Para finalizar gostaria que acreditasse em mim quando digo que, quando o sofrimento vir te visitar e te provocar alguma dor, no fundo é apenas a própria existência querendo mais espaço, não negue isso, busque investigar, dialogue com esse conteúdo interno que emerge. É a própria vida pulsando dentro de você, por isso você sente peso, pois é como se o universo todo estivesse em você. E na verdade está, pois lembre-se que somos feitos de poeira de estrelas! Então, como o próprio Atlas da mitologia, carregue seu mundo nas costas com grandiosidade. Um humano potente é aquele capaz de dar conta de si, de sustentar o seu mundo interior, de suportar a dor da existência humana no peito. Na pele. Carrega-la com dignidade. Com bravura. Com sabedoria. Nós abrigamos um universo dentro de nós mesmos e quando surge um sofrimento é apenas um sinal da vida exigindo formas de expandir. Algo dentro de nós precisa expandir e isso dói. É como trocar de pele. O sofrimento nos diz ‘você precisa ficar maior, precisa crescer, para caber mais conteúdo dentro de si, caber mais mundo, mais vida’. E quanto mais vida interior existir em nós, mais fortes, criativos e empoderados de nós mesmos nos tornamos.
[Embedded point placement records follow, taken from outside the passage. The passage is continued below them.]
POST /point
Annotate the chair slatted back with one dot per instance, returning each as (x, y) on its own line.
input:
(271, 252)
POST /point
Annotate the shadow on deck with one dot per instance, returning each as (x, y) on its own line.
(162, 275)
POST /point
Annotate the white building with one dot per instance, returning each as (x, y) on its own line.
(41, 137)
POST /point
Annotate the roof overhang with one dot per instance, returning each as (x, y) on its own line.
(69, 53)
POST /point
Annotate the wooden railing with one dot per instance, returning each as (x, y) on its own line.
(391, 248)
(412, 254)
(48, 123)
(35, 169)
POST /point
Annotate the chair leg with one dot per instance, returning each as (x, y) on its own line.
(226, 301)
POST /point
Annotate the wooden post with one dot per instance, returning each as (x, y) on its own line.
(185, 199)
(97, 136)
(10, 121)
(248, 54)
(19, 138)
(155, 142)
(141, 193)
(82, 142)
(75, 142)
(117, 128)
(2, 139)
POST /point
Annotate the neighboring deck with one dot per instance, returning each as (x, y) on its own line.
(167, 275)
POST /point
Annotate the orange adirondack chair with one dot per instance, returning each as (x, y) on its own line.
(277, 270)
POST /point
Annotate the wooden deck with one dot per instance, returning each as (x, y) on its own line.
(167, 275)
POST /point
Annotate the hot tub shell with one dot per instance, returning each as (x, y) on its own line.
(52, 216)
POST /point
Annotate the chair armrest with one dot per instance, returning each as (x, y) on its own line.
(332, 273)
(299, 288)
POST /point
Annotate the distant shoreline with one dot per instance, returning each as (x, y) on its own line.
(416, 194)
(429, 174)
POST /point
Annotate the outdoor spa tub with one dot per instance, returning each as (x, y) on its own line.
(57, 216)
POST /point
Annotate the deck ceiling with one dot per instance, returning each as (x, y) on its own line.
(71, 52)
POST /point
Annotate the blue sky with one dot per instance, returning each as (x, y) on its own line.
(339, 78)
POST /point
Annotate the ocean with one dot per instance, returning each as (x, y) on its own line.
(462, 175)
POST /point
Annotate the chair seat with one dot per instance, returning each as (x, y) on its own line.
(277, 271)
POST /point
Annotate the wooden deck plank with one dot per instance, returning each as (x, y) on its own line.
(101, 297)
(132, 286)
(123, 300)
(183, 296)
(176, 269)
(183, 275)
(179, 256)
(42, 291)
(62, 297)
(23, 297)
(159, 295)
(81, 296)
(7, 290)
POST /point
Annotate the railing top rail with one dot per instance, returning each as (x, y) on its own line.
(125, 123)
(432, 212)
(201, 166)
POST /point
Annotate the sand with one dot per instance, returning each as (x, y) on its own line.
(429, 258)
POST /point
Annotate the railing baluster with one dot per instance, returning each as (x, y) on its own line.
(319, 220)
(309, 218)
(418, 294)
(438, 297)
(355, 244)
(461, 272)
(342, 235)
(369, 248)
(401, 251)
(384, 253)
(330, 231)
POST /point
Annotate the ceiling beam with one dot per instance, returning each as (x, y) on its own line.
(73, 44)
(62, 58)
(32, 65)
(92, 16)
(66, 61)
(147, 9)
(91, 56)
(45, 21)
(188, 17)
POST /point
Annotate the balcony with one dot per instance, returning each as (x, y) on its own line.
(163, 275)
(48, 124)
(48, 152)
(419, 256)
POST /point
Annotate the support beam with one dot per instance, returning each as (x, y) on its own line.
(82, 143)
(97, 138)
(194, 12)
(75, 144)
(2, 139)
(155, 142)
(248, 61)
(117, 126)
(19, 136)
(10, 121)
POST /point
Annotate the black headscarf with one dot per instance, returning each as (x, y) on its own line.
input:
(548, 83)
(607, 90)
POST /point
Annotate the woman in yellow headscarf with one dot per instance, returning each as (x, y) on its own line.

Da próxima vez então que sentir seu peito queimar, a respiração apertar e uma angústia surgir, não importa a origem do que esteja vivenciando, procure se lembrar de que tudo se trata da própria vida, que habita em você, que vem exigir mais espaço. Deixe fluir. Deixe agir. Deixe queimar! Sustente com dignidade esse sofrimento. Converse com ele. Mature-o. Descubra o que ele quer, para o quê veio e de que forma poderá ajudá-lo a passar por você. Ele vai atravessa-lo ao meio como uma lâmina suave e isso te parecerá dolorosamente prazeroso, pois ao terminar esse processo a vida já não lhe será mais a mesma, nem a sua existência e nem mesmo você.